Every year, thousands of farmworkers come from Mexico to North Carolina on H-2A temporary agricultural worker visas.
They make up around a fourth of the state’s seasonal farm labor force and help produce crops like sweet potatoes and tobacco, Lee Wicker, deputy director of the North Carolina Growers Association, said.
Despite the fact that these workers have been considered essential since the beginning of the pandemic, they faced the possibility of a wage freeze — until a federal judge blocked the move in late December.
Though the freeze was blocked, it was just an additional stressor for an already vulnerable population.

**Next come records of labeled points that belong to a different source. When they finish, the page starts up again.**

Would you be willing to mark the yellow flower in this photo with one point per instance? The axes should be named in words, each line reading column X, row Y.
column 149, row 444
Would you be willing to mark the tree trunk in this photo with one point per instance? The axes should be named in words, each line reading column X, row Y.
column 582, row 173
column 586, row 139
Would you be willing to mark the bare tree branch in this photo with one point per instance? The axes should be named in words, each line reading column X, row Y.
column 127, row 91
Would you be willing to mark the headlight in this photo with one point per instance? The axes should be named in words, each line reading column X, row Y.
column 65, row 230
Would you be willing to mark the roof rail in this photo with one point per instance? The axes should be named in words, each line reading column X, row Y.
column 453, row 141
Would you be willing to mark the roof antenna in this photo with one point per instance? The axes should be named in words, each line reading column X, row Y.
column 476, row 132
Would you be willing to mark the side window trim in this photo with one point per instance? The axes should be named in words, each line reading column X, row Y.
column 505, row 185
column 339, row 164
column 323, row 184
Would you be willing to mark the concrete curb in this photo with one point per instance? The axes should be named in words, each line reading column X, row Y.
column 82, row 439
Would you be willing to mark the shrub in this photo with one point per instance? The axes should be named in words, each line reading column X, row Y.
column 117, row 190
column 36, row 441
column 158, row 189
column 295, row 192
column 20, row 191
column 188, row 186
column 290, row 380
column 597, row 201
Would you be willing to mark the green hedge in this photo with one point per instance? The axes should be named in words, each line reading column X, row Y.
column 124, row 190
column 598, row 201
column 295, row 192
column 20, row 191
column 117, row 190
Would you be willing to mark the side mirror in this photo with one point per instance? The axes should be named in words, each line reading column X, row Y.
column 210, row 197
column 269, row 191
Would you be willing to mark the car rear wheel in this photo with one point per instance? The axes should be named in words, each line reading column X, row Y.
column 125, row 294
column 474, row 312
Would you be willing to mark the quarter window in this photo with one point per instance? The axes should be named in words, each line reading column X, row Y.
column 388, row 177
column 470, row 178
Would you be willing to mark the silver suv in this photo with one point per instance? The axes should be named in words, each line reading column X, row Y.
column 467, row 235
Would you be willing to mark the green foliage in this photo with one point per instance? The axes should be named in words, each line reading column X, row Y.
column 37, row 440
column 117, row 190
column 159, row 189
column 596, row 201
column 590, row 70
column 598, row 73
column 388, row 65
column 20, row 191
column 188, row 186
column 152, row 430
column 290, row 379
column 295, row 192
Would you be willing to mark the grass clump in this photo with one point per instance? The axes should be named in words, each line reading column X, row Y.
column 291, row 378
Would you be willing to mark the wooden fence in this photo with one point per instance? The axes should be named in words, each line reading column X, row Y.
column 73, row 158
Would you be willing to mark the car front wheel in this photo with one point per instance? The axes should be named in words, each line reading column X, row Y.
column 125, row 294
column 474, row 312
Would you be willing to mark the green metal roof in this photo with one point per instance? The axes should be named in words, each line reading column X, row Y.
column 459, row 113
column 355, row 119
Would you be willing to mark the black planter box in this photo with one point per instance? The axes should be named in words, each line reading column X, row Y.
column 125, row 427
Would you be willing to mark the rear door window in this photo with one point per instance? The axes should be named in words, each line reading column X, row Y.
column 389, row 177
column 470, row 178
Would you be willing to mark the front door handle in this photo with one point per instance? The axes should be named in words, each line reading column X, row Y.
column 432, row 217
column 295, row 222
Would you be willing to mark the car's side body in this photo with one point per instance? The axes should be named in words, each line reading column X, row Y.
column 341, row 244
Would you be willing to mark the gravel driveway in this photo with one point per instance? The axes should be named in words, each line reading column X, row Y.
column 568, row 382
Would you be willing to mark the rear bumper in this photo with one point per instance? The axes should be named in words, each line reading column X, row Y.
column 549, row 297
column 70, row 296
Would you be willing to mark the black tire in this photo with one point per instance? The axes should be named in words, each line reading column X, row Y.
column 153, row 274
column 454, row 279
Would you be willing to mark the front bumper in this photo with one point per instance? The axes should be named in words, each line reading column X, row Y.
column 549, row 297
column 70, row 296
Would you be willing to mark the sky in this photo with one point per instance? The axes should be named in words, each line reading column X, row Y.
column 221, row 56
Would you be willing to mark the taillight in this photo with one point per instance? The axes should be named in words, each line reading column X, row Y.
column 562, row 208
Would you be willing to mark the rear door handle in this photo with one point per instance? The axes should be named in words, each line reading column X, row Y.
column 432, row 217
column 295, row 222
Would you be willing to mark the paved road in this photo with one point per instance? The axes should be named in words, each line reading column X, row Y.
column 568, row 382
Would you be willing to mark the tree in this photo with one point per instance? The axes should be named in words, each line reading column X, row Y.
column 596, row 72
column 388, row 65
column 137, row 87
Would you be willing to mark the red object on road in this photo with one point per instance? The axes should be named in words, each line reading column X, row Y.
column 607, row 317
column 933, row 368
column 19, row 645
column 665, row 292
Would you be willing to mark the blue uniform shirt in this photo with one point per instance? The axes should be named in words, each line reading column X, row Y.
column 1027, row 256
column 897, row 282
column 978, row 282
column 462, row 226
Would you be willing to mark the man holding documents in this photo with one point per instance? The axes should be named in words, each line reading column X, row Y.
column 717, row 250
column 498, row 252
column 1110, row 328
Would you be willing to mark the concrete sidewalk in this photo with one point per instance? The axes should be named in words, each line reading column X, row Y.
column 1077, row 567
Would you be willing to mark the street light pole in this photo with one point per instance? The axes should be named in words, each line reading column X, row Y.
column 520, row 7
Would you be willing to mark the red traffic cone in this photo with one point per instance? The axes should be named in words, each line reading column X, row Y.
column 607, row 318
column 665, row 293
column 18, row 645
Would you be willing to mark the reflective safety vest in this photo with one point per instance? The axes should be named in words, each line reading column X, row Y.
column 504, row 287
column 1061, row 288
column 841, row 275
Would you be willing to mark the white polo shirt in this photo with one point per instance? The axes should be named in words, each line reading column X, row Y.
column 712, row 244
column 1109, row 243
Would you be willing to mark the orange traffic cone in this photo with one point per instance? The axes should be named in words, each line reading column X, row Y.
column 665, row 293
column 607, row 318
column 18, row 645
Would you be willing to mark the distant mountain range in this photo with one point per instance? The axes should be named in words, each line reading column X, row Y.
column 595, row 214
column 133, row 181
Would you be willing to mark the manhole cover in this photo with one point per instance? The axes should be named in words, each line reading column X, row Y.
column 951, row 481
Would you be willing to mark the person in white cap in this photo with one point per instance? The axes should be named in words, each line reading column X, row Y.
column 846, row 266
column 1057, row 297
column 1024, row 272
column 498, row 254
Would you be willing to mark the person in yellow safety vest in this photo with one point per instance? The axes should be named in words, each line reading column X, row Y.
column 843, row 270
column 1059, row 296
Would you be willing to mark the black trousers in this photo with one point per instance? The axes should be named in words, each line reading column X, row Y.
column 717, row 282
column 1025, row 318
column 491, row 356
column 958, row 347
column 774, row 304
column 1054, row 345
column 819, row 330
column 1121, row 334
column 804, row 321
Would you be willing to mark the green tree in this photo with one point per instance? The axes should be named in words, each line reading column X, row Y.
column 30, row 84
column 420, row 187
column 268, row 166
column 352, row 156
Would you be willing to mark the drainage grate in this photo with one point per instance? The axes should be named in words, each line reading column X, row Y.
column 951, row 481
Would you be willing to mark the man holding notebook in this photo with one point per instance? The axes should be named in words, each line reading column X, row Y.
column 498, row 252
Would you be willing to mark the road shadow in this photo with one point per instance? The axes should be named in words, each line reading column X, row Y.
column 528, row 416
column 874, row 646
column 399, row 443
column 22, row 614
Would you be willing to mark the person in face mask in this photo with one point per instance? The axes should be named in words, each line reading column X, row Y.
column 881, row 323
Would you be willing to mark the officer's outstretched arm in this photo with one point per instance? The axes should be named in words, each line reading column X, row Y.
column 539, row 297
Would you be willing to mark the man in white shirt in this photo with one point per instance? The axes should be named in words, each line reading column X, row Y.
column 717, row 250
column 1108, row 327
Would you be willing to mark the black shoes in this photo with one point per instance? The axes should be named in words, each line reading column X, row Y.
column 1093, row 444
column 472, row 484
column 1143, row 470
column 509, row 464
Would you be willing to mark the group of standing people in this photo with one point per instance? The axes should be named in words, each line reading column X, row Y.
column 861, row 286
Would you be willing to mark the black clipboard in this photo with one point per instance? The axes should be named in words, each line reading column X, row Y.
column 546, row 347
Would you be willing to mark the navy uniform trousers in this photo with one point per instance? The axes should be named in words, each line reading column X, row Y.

What a wage freeze would mean
The U.S. Department of Labor determines the minimum wage that must be paid to H-2A workers each year. On Nov. 2, the department passed a regulation that would freeze the rate for 2021 and 2022 at the 2020 level. In North Carolina, that’s $12.67 an hour.
United Farm Workers, the nation’s largest farmworkers union, filed a lawsuit against the regulation that argued the regulation would ultimately depress wages for U.S. farmworkers.
“Farm workers have already suffered tremendously as essential workers who must do their jobs during COVID-19 and have been disproportionately devastated by the virus,” Diana Tellefson Torres, UFW Foundation executive director, said in a press release. “They should be getting paid more for risking their lives, not less.”
The case was brought to the U.S. District Court in Fresno, California, where the judge issued an injunction blocking the wage freeze in December, stating the department failed to adequately study whether the rule would lead to wage stagnation.